Location
- Sheth MK School Complex, Factory Lane, Borivali West, Mumbai, India, 400092

Information
- School type: Private, co-educational
- Motto: Knowledge is Light
- Established: 1999
- School board: CBSE
- Grades: Nursery to XII standard

= MKVV International Vidyalaya =

MKVV International Vidyalaya, mkvviv, or Matushri Kashiben Vrajlal Valia International Vidyalaya, formerly known as BES International Vidyalaya, is a private, CBSE affiliated school in Borivali, Mumbai, India.

== History ==

M.K.V.V. International Vidyalaya is an offspring of the Borivli Education Society which is a registered body.

The school was established on 21 June 1999, under the guidance and vision of Shri. Vinubhai Valia, who has been the President of Borivali Education Society for the last 25 years.

The foundation of the school was laid by the Director, Shri. Shantilal M. Shah.

== Academics ==

The school is affiliated to Central Board of Secondary Education up to Std.XII. It is a co-educational school from Nursery to Class XII.

As per the CBSE norms, the students are introduced to a third language in their sixth grade.
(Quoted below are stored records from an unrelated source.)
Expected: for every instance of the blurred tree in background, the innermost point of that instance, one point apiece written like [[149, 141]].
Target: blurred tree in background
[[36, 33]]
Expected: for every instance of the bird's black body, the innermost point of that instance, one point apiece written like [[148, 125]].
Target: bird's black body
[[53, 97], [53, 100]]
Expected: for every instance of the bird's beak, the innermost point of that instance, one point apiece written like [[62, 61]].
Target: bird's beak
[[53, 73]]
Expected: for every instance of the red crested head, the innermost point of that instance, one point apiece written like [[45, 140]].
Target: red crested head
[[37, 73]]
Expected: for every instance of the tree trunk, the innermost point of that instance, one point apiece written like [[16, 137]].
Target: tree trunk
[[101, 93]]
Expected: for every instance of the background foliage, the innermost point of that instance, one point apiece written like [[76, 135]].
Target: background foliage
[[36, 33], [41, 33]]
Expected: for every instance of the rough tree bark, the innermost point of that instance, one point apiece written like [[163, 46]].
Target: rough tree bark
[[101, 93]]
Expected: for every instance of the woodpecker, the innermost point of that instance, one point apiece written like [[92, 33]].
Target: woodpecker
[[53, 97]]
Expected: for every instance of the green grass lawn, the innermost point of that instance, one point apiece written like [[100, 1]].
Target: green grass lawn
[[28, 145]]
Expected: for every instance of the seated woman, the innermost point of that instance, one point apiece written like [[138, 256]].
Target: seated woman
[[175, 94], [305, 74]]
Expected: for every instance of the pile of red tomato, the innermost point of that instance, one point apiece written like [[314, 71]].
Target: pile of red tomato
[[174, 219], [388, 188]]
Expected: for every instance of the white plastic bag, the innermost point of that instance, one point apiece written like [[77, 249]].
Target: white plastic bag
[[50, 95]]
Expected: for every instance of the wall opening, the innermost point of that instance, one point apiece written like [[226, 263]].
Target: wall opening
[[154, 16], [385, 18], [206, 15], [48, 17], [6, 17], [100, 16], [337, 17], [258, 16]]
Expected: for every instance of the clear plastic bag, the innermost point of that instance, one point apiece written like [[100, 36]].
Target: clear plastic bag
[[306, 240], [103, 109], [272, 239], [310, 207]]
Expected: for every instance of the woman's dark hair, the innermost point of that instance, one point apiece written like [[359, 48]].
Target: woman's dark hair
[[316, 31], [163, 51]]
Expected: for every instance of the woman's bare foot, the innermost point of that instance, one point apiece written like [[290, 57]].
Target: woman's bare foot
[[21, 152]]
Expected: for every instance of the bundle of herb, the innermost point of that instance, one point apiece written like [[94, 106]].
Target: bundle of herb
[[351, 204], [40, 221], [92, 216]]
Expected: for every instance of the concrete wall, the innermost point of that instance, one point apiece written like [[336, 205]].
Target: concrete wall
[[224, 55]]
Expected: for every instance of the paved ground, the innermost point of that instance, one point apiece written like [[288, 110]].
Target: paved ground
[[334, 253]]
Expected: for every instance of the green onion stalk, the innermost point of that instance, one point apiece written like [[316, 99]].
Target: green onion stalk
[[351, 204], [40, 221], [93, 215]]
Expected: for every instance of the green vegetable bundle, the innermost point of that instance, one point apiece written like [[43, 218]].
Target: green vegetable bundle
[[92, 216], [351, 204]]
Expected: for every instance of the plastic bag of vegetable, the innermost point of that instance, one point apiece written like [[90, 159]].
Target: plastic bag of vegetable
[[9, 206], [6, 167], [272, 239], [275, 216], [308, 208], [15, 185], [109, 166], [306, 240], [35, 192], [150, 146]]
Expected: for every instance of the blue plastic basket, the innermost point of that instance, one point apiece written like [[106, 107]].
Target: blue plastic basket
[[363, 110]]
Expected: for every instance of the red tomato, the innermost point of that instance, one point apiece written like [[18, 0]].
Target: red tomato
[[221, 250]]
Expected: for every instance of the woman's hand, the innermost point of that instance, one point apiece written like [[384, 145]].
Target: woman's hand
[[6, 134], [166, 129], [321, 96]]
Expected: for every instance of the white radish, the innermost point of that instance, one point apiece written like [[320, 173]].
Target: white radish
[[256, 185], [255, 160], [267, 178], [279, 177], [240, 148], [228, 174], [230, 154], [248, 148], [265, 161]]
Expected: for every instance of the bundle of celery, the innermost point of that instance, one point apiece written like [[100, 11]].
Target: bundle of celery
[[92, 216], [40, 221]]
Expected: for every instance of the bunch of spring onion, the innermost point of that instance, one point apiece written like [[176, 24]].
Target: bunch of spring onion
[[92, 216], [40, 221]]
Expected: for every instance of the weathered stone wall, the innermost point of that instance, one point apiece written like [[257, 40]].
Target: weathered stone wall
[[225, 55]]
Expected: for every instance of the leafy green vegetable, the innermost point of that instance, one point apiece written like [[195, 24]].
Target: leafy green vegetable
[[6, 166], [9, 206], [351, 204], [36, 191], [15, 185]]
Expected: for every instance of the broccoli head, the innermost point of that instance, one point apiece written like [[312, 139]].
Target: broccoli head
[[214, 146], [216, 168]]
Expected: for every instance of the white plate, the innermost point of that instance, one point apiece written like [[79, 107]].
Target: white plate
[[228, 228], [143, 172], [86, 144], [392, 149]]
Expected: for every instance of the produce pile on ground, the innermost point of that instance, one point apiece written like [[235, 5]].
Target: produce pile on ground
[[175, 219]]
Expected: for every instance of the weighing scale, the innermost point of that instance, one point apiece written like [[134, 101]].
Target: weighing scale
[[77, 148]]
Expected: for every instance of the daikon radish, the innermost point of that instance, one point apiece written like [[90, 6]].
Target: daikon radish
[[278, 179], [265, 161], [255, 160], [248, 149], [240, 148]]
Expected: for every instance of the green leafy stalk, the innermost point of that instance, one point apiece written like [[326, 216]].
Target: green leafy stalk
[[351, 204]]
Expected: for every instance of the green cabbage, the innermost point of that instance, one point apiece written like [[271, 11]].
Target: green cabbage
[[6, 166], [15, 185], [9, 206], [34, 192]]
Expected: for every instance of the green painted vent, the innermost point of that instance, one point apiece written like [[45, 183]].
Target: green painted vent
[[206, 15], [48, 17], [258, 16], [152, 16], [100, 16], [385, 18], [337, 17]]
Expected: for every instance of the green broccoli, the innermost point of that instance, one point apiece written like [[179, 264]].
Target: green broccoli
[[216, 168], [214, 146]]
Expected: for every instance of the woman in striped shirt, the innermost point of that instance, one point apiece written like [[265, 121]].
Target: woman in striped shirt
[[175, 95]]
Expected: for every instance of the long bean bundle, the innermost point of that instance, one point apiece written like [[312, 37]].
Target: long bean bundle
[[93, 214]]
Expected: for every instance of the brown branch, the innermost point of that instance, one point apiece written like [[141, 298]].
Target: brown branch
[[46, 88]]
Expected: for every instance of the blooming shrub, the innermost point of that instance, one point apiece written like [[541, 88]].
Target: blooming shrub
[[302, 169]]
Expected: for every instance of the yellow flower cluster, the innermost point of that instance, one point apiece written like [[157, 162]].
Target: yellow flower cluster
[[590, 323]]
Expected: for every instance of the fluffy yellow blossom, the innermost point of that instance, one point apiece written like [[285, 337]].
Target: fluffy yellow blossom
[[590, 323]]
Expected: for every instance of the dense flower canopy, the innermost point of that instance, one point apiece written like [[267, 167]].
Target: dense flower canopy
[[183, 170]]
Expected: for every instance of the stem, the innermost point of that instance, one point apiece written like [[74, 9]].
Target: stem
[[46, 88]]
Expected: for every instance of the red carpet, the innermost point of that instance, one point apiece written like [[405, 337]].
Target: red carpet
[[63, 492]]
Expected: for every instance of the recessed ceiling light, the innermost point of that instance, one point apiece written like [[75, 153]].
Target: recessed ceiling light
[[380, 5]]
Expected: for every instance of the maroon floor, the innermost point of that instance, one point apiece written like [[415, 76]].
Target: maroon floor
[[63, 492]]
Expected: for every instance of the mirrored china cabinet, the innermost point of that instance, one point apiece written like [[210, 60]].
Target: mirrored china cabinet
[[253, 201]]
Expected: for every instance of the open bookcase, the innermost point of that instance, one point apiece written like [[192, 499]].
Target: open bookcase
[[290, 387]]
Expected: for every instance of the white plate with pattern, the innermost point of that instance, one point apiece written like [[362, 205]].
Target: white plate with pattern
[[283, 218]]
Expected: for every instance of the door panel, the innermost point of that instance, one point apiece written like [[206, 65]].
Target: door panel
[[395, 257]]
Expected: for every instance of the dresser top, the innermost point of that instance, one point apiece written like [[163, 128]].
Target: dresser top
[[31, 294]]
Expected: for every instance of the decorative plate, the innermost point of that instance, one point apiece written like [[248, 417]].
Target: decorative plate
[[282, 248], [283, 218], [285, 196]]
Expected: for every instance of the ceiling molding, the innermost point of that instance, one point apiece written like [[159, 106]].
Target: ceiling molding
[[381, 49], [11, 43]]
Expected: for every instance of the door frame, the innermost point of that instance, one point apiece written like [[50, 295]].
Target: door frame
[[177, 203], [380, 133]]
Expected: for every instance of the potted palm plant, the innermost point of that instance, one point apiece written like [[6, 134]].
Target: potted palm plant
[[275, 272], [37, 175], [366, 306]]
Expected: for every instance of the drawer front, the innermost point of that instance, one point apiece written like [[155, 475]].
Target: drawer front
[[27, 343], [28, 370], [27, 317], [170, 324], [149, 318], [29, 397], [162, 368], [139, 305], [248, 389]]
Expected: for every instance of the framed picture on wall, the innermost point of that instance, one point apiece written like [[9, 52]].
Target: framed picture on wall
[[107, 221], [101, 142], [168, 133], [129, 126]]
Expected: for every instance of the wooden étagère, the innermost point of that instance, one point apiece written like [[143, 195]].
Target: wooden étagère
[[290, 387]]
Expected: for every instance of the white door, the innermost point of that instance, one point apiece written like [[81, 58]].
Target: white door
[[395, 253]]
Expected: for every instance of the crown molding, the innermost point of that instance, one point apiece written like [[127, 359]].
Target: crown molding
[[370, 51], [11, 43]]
The school offers a choice between Sanskrit and French. As the students proceed to their ninth grade and are relieved of one language (as per CBSE norms), they may choose from Hindi, Sanskrit and French.

The school offers medical, non-medical and commerce to its senior secondary section.

== Co-curricular activities ==

Apart from imparting knowledge and wisdom to all its torch bearers, the school also emphasizes co-curricular activities and sports. These are usually inter-house competitions wherein the school is divided into four houses:

- Red House - motto: Pride gears us up for action
- Blue House - motto: Strength gives confidence
- Yellow House - motto: Energetic attitude leads to success
- Green House - motto: Cheerful attitude leads to motivation

== Infrastructure ==

The school has classrooms, a computer lab, separate labs for physics, chemistry and biology, a hall that holds competitions, yoga and dance classes, a massive playground, a sports room, and a first aid room.

Cultural activities and summer camps take place here.